Complete step by step solution:
Let us assume that the distance between the road from the feet of tower( \[{T_1}\] ) and tower ( \[{T_2}\] ) is equal to x metres.
Now let us assume that the angle of elevation from top of \[{T_1}\] is \[\theta \].
So, according to the question , the angle of the depression of the foot of \[{T_2}\] must be \[2\theta \].
Now let us understand this all with the help of a diagram that is given below

So, now according to the diagram we can say \[\angle QPR = \theta \]and \[\angle AQS = 2\theta \].
Now as we know that \[\tan \theta = \dfrac{{perpendicular}}{{base}}\].
So, applying \[\tan \theta \] in \[\Delta QPR\]
\[ \Rightarrow \tan \theta = \dfrac{{perpendicular}}{{base}} = \dfrac{{QR}}{{PR}}\]

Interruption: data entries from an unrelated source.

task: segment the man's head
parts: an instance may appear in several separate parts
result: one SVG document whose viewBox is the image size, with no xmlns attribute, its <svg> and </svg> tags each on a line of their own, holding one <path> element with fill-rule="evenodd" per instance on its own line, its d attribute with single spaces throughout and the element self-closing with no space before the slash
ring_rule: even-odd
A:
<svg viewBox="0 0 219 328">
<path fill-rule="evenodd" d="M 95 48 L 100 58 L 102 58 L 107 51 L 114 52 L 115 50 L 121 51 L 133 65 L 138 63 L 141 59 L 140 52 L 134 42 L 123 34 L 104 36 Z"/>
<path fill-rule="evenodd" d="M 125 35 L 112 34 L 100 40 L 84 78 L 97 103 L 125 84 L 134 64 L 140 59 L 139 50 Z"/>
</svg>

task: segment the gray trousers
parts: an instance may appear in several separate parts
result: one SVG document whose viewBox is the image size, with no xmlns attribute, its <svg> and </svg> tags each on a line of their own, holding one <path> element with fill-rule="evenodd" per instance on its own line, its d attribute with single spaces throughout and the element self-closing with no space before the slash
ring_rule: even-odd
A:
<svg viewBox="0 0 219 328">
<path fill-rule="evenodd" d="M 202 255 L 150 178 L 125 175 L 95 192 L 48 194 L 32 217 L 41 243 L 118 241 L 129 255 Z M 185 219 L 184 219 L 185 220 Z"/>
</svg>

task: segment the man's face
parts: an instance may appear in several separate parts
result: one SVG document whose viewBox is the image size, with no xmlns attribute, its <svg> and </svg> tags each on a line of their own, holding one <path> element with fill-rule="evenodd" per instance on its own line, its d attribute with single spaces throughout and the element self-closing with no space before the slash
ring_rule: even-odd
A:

And now QR = QB – RB and PR = SB so can say that QR = 80 – 60 = 20 and PR = x
\[ \Rightarrow \tan \theta = \dfrac{{20}}{x}\]
Now as we know that in \[\Delta AQS\],\[\theta \] becomes \[2\theta \] so now applying \[\tan 2\theta \] in \[\Delta AQS\]
\[ \Rightarrow \tan 2\theta = \dfrac{{AS}}{{AQ}}\] ( AS = QB and AQ = SB )
\[ \Rightarrow \tan 2\theta = \dfrac{{80}}{x}\]
Now the width of road between the feet of both towers must be equal and we know that \[\tan 2\theta = \dfrac{{2\tan \theta }}{{1 - {{\tan }^2}\theta }}\].
So, using the above identity to solve the question
\[\tan 2\theta = \dfrac{{2\tan \theta }}{{1 - {{\tan }^2}\theta }}\]
\[ \Rightarrow \dfrac{{80}}{x} = \dfrac{{2 \times \dfrac{{20}}{x}}}{{1 - {{\left( {\dfrac{{20}}{x}} \right)}^2}}}\] ( \[\tan 2\theta = \dfrac{{80}}{x}\] and \[\tan \theta = \dfrac{{20}}{x}\] )
Now taking L.C.M of denominator of R.H.S and solving it
\[ \Rightarrow \dfrac{{80}}{x} = \dfrac{{\dfrac{{40}}{x}}}{{\dfrac{{{x^2} - 400}}{{{x^2}}}}}\]
\[ \Rightarrow \dfrac{{80}}{x} = {\text{ }}\dfrac{{40}}{x}{\text{ }} \times {\text{ }}\dfrac{{{x^2}}}{{{x^2} - 400}}\]
Now taking \[\dfrac{{40}}{x}\] common from both L.H.S and R.H.S
\[ \Rightarrow 2 = {\text{ }}\dfrac{{{x^2}}}{{{x^2} - 400}}\]
On cross multiplying we will get
\[ \Rightarrow 2{x^2} - 800 = {x^2}\]
\[ \Rightarrow 2{x^2} - {x^2} = 800\]
\[ \Rightarrow {x^2} = 800{\text{, x}}\,{\text{ = }}\sqrt {800} = 20\sqrt 2 \]
So, the width of roads between the feets of towers is \[20\sqrt 2 \]m
Hence D is the correct option.
Note :- Whenever we come up with this type of problem then we should remember that there is one another way to solve it. i.e. apart from using the trigonometric formula of \[\tan \theta \] we can also use \[\cot \theta \]. And in that case according to the trigonometric formula the values became vice versa .